The Lyrical Waters of Bengal

by | Mar 20, 2020 | Guest Blog, Social Trends

I have always thought that out of the five elements, water is the most aesthetically appealing. I love to sit in solitude by the beach, watching the waves lapping the seashore. I love the fragrance of raindrops on the parched earth. I love the comforting sound of running water.

raindrops on leaves

Drops of rain reflect light

Water means different things to different people. To most, it means life and sustenance, to some it means a romantic day with the slight drizzle of a shower. Writers have portrayed various aspects of water in their works – some as a part of their backdrop, or sometimes as a constant companion of the characters themselves. A river, the sea, a raindrop, the monsoon – the list is endless.

Bengal, being a land of rivers, has always fascinated writers, poets and film-makers and inspired them to use water images. Rivers have found a way inevitably into the works of The Bengal Bard, Rabindranath Tagore. Whether it is the lucid Amader Choto Nodi, a poem I read when I was a mere child, or even the subtle river imagery in the poem Shonar Tori, he seems to have had a water imagery for every experience, from ecstasy, to hope, to despair, to spirituality.

River Kopai, Shantiniketen, Bolepur

River Kopai meanders through Shantiniketan

The significance of ‘jolo dao’ to quench Ananda’s thirst in Chandalika, cannot be overlooked. Gurudev’s songs for Borsha, his favourite season, are some of the most striking ones. ‘Shawana gaganey ghor ghanghata’ on a cloudy monsoon day evokes so many memories for each of us. Not surprisingly, some of his best works were when he was travelling on a river. 

Some of the many images that stay with us are from the movie Satyajit Ray’s Pather Panchali. An image that has remained etched in my mind is that of the children celebrating their innocence in the pouring rain.

raindrops on lotus leaves

Raindrops shimmering on lotus leaves

Water is life, a necessity… it is wondrous. It provides livelihood, yet it is also a bearer of bad news, a threat. Durga gets drenched in the monsoon showers and has a fever which proves to be fatal. After her death, Apu throws the necklace Durga had stolen, into a pond…which hides their secret forever in its depths. 
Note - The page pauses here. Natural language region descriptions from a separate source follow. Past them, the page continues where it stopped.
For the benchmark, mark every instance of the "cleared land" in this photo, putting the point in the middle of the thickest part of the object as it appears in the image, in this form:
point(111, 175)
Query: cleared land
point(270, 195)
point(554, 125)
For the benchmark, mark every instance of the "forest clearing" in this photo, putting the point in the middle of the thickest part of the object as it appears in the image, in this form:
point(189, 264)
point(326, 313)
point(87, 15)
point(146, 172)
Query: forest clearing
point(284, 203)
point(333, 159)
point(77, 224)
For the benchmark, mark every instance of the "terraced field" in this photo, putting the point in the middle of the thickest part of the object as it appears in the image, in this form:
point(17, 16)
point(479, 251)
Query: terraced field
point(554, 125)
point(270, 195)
Bibhutibhushan’s Icchamati told the tale of a life along the river, flowing and meandering … a symbol for time and eternity. Reading Jibananando’s evocative poetry, I remember the countless images of Bengal’s rivers and lush greenery. Ritwik Ghatak’s movie Titas ekti nadir naam made its mark on my impressionable mind with its omnipresent river… almost a character, a metaphor.

Marshy land

Lush green wetlands 

In recent times, Amitava Ghosh’s The Hungry Tide is one of the novels which took me back to the eco-system of the watery mangroves of the Sunderbans. Ghosh uses water as a metaphor for social change. Water is both an emblematic and a literal image in the novel.
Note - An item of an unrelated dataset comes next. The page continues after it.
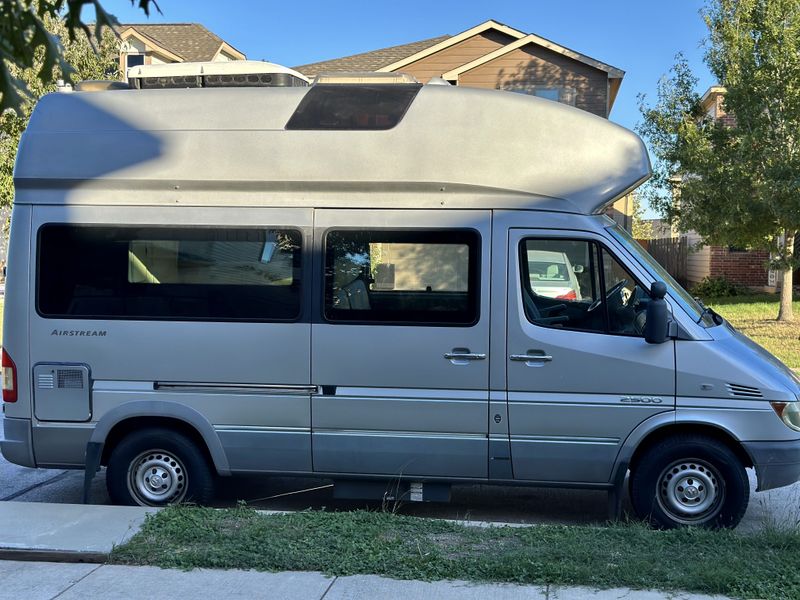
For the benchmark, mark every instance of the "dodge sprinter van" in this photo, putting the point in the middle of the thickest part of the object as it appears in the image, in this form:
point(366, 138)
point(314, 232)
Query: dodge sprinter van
point(336, 280)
Music is my second love … after books. There too, I find melodies of water, rivers and rain everywhere. Though an Assamese, Bhupen Hazarika’s songs ‘Ganga amar maa, Padma amar maa’ and ‘Bistirno dupare, are an integral part of my childhood days when the LPs were played on the gramophone.
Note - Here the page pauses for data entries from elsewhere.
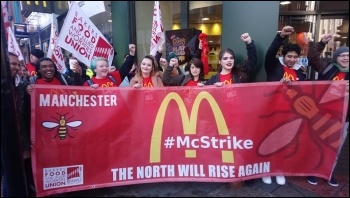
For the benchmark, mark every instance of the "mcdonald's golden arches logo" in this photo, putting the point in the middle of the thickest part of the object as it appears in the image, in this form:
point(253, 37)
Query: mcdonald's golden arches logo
point(189, 124)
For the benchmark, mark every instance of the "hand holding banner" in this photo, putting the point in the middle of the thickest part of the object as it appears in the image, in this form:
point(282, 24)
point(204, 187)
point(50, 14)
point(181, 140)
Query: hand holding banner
point(82, 38)
point(12, 45)
point(158, 35)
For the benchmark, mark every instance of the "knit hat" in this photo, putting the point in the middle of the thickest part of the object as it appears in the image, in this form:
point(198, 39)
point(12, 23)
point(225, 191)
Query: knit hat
point(37, 53)
point(339, 51)
point(172, 55)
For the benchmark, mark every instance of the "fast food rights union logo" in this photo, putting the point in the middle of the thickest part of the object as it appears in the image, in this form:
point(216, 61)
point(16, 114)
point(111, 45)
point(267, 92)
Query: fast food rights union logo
point(189, 124)
point(57, 177)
In fact, the radio playing the Bhatiyali folk songs is another memory that I associate with growing up in Kolkata. These river songs were sung by the fisherman as they went downstream. I remember my parents eulogising singer Abbas Uddin’s Amay dubaili re, amay bhashaili re and listening to Manna Dey’s rendition of the same.

Tree and water expanse

A tree stands solitary amidst flowing water

Growing up in riverine Bengal meant that rivers, heavy monsoon showers, ponds and lakes were an integral part of our lives. We were surrounded by the vibrant images in literature, music, movies. These are some of the most unforgettable and lingering images in my mind. What are yours?